III. Setting, Imagery, and Symbolism

The vivid imagery created to pertain to the persona’s location is actually arrived at with the use of simple words such as “yellow wood”, “grassy”, “undergrowth”, “leaves” and the neutral reference to “road”, and underlines the process and experience of a journey.  With a minimum of lines and words, the poem was able to portray both the sense of adventure and melancholy of a lone traveler, and the carefree attitude of having uncertainty in one’s face.

On the outset, the reader is given a complete picture of the persona’s situation on two levels:  superficially, that he is contemplating which actual road to take, and finally chooses one; and the figurative translation of the persona being beset with life’s choices, the process he took to reach to a decision, and a hint at the repercussions made by his final choice.

One of the incorrect assumptions of most is that there is one road that is less-traveled on, possibly because of the suggestions of the title and the last couple of lines.  But Frost’s use of “Had worn them really about the same” classifies both roads as being of the same quality, wear and tear—which debunks the whole concept of choosing the option not made by most.

IV. Voice, Tone, and Diction

The five-line, four-stanza poem follows the ABAAB scheme, and are rhymed strictly and with a controlled sensibility.  Unlike many poems of this time, “The Road Not Taken” and most of Frost’s poems do not make use of effusive descriptions and emotional portrayals; each word functions as an integral part of the poem’s theme and mood.  Relatively straightforward and direct, this may be referred to as masculine, for the common traits of the feminine voice in poetry fall under an extensive use of emotions.

One thing to consider is Frost’s claim that the poem was written to pertain to his friend, poet Edward Thomas, who had been his walking companion numerous times in the London woods.  Apparently, at several times, they would arrive at different paths—and Thomas would always contemplate on what they might have encountered has they taken the other one (Grimes, 2006).  Because of this experiential basis, the masculine tone validates the nature of the poem—that it is not really about taking the other choice.  It is, if truth were to be followed, but a friendly joke at the expense of Thomas, and not really the great inspirational poem it has been made out to be.

V. Action

The poem maintains some movement, and can be simply narrated the way the persona sees the experience:  (1) that while walking in the woods, he came upon two roads, and tries to make up his mind which to take, (2) that he took the road that seemed to show less wear, but realizes later that both were in the same state, (3) that the persona made note of the possible differences between the roads, and will try to take the other one at another occasion—however, he doubts that he may be able to do such, knowing that time is short, and (4) that he took the road he believed was less traveled by, and it made all the difference.
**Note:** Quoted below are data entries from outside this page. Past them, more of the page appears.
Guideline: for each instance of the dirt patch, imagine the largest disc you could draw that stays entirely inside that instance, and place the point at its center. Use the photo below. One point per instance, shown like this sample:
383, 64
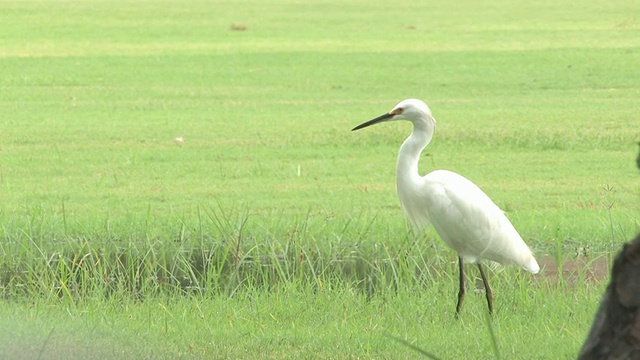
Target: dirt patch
574, 270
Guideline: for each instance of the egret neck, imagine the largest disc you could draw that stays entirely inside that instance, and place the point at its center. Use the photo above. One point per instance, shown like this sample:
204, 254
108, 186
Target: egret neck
409, 155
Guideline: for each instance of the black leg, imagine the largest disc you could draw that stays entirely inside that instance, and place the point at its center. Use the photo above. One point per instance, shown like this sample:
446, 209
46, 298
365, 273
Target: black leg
487, 289
462, 286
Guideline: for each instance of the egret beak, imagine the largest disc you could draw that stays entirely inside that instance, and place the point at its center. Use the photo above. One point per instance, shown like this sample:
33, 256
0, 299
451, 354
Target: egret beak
380, 118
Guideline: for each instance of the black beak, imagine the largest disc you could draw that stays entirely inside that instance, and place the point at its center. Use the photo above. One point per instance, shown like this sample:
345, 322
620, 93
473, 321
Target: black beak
380, 118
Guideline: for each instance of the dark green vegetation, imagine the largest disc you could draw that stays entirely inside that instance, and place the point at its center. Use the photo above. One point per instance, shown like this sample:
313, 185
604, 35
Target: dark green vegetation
273, 231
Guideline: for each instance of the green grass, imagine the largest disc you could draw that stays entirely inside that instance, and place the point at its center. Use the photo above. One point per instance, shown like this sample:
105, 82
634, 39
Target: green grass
273, 231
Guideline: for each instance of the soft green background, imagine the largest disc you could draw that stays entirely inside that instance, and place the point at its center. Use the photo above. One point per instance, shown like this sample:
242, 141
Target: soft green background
537, 103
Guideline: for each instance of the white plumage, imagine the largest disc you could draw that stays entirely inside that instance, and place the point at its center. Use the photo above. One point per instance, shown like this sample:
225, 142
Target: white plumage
463, 215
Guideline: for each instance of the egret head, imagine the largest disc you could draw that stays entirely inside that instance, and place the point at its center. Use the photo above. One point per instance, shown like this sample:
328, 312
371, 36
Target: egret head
413, 110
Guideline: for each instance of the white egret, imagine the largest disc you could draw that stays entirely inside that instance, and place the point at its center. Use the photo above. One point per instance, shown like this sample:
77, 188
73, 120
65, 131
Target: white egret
463, 215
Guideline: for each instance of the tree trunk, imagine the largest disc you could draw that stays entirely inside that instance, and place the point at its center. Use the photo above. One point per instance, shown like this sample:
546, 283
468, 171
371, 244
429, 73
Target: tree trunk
615, 333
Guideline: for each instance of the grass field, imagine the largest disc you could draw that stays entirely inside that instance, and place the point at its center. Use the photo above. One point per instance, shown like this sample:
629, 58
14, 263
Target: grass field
273, 231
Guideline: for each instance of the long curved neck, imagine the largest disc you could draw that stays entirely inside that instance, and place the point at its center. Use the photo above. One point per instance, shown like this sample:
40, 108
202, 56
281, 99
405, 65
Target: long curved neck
409, 154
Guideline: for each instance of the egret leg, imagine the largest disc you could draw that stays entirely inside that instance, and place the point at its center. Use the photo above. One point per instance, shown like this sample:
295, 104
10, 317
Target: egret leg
462, 286
487, 289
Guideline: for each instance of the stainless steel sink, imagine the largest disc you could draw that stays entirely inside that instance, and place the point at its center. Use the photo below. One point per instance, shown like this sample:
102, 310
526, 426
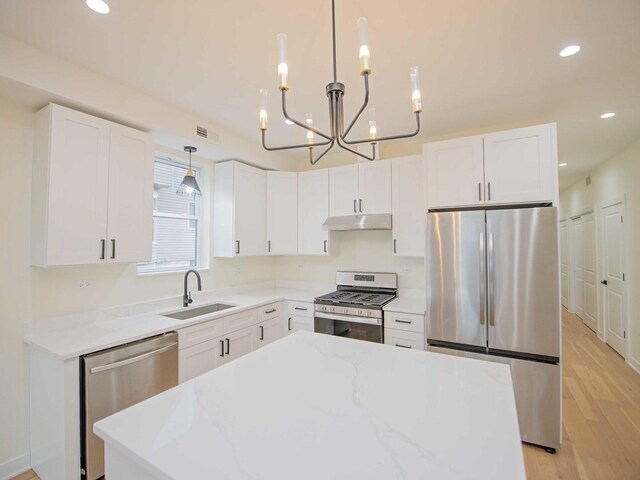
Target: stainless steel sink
188, 313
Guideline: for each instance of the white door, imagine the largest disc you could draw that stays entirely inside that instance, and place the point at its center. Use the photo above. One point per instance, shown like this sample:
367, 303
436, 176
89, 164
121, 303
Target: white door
240, 343
408, 206
455, 172
343, 190
250, 198
589, 272
374, 187
78, 188
198, 359
518, 165
282, 213
578, 266
270, 331
130, 195
313, 210
564, 263
614, 275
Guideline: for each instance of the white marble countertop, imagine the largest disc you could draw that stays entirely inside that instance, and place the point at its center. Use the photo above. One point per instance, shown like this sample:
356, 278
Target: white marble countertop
75, 335
314, 406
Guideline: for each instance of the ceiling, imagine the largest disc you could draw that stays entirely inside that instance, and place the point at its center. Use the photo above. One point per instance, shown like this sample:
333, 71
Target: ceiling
482, 64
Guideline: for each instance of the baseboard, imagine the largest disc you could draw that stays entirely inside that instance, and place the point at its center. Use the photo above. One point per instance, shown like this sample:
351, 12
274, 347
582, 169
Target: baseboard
14, 467
633, 363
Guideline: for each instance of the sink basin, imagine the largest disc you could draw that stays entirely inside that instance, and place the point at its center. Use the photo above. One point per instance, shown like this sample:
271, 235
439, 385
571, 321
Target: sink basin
188, 313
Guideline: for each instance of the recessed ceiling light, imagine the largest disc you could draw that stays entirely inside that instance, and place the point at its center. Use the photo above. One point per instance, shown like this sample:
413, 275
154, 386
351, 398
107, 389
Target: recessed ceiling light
570, 50
99, 6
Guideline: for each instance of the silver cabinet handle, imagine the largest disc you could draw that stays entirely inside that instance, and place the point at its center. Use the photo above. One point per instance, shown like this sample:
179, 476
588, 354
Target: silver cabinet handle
130, 360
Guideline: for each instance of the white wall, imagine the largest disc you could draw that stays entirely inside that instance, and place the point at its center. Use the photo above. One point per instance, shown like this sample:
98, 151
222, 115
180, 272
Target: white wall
618, 176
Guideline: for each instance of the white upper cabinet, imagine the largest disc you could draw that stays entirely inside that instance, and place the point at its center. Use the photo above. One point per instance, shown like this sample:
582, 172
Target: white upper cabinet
282, 213
240, 213
409, 211
360, 188
313, 210
343, 190
509, 167
455, 172
91, 192
518, 165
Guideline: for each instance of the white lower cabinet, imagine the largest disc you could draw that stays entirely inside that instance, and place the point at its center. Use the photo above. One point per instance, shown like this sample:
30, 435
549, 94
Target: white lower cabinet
270, 331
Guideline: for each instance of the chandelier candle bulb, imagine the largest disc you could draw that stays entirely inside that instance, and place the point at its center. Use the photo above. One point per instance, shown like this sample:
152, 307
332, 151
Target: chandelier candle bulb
283, 69
416, 99
263, 109
365, 66
372, 124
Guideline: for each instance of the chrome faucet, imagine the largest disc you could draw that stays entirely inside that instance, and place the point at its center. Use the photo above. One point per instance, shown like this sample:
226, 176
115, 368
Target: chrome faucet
186, 298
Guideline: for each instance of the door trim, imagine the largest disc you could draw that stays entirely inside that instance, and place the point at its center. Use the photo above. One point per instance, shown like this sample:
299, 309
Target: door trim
622, 201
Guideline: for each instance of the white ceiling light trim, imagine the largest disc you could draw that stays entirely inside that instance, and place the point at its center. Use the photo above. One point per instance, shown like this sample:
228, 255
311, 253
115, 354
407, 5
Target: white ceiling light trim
570, 50
99, 6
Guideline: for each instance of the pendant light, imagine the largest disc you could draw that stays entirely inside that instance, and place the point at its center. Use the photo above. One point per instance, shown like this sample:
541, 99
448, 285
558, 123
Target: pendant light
189, 185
This is an expansion of a single moment in a traveler’s life, or, more realistically, in Frost’s and Thomas’ experience.  The actual action takes place in the mind of the persona, and not in the physical journey.

VI. Conclusion

The two interpretations established by various readings of the poem, while disparate in intent, both explore the reality and practicality of choice.  Whether in literal travels or in journeys that map one’s life, choices are always present and these often make great impact.

The inspirational version does sound more palatable and useful, with the promise of being true to oneself and maximizing one’s potential.  But the ironic quality of the second one provides more ground for analysis and application, because not at every instance will a person be presented with two options that demonstrate extreme differences; most of the time, the choices are equally viable and attractive.  To choose one would open the idea of wondering how things would have been with the other, and this sometimes results in regret—specially if the outcome of the choice made is not to one’s liking.

Between the two versions, the second one maintains more connection with reality, and not just a good concept to keep in mind.  Ultimately, it is Frost’s poetic success in presenting the idea of choice that rings true, whether or not both interpretations were as he expected.